R&H Board Votes Major Down-sizing, $1.5 Million in Payroll Cuts
by Monte Sahlin
By AT News Team, April 10, 2014
The Review and Herald Publishing Association (R&H) board voted significant cuts in staff and operations at a special meeting on Sunday (April 6) after year-end reports revealed a loss of nearly $943,000 for operations in 2013 and continued weakness in the first quarter of this year. This came just months after an abortive attempt to merge the two publishing houses operated by the Seventh-day Adventist denomination in the United States.
The board voted a reduction-in-force of 26 current employees, a savings of $1 million in 2014 and more than $1.5 million a year thereafter. The most recent Annual Statistical Report from the General Conference (GC) indicated that R&H had 137 employees, but there is no accounting for full-time equivalency so this may be a 20 to 25 percent reduction in staff.
About half of the RIF will be achieved through "collaborative retirement agreements" with eligible employees. "Redundancies" will be eliminated in several departments and the editorial and the production staff of some periodicals will be reduced.
Operations will be reduced sufficiently to free up about 60,000 square feet of the R&H building visible from Interstate 70 in Hagerstown, Maryland. The board voted to lease out this space not only reducing operational costs but also generating additional income.

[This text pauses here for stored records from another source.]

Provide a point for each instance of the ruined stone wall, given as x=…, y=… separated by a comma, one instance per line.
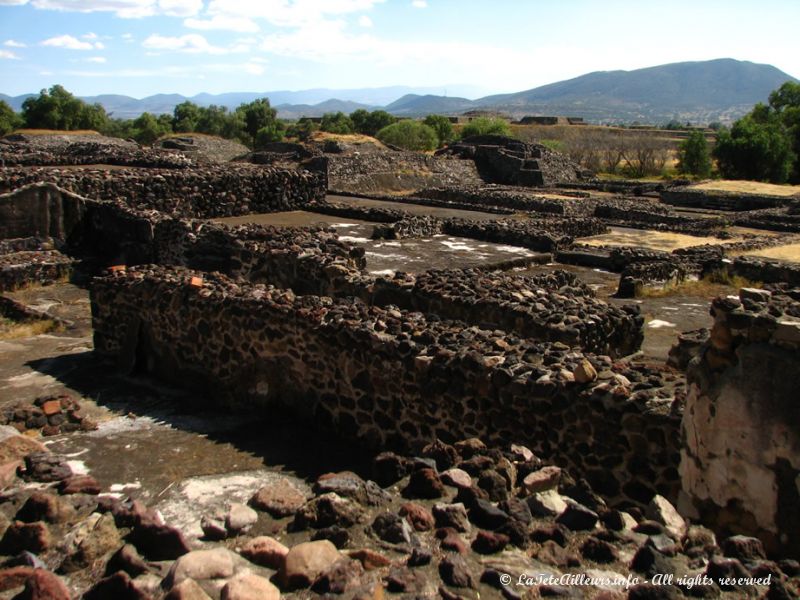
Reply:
x=40, y=211
x=393, y=377
x=740, y=463
x=203, y=193
x=555, y=307
x=720, y=200
x=766, y=271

The board also voted to reduce the number of new books slated for release in 2015, while at the same time vowing to increase sales starting with the second half of 2014. It has a regular meeting previously scheduled for April 24 which will focus on broader strategic directions for the future, including a possible role for the denomination's North American Division (NAD) in shaping literature ministry in its territory, a move that has been resisted by the publishing houses for decades.

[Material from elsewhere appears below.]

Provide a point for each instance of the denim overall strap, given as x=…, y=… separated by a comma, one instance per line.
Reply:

In addition, the R&H board made a number of requests to the GC and the NAD for policy changes which the institution's leadership think will benefit its operations and finances. One of these is a proposal that the contribution R&H makes to the denomination's retirement program be reduced to the level required of Adventist educational institutions.
The entire set of actions voted at the April 6 meeting was labeled a “solvency plan” by the official news release from the Adventist News Network. This reference and the fact that it was felt necessary to have a special board meeting just three weeks prior to one already scheduled indicates how difficult the situation is for the 165-year old publishing house. This despite a move by the GC in the second half of last year to pour cash into the institution by purchasing undeveloped land from R&H with reserve funds which policy permits to be held in securities or real estate, sources have told Adventist Today.
Dr. Delbert Baker, the chairman of the board at R&H and a GC vice president, said that there was a need for quick action to turn around the oldest institution in the Adventist movement. "No faith-based employer ever wants to lose even one employee," said R&H president Mark Thomas. "But we have a greater mission [and] keeping that mission in focus required us to take these hard steps to secure this organization and reposition it for renewed growth."
Last year a study group was appointed to consider the possibility of merging R&H with Pacific Press and placing the new publishing house entirely under the control of the NAD. A number of church administrators told Adventist Today privately that this could result in considerable cost savings and perhaps generate creative, new approaches to publishing ministry. Other expressed concern that a merger might result in "too few voices" and a monopoly for some approaches. Around the first of August the study group was abruptly closed down.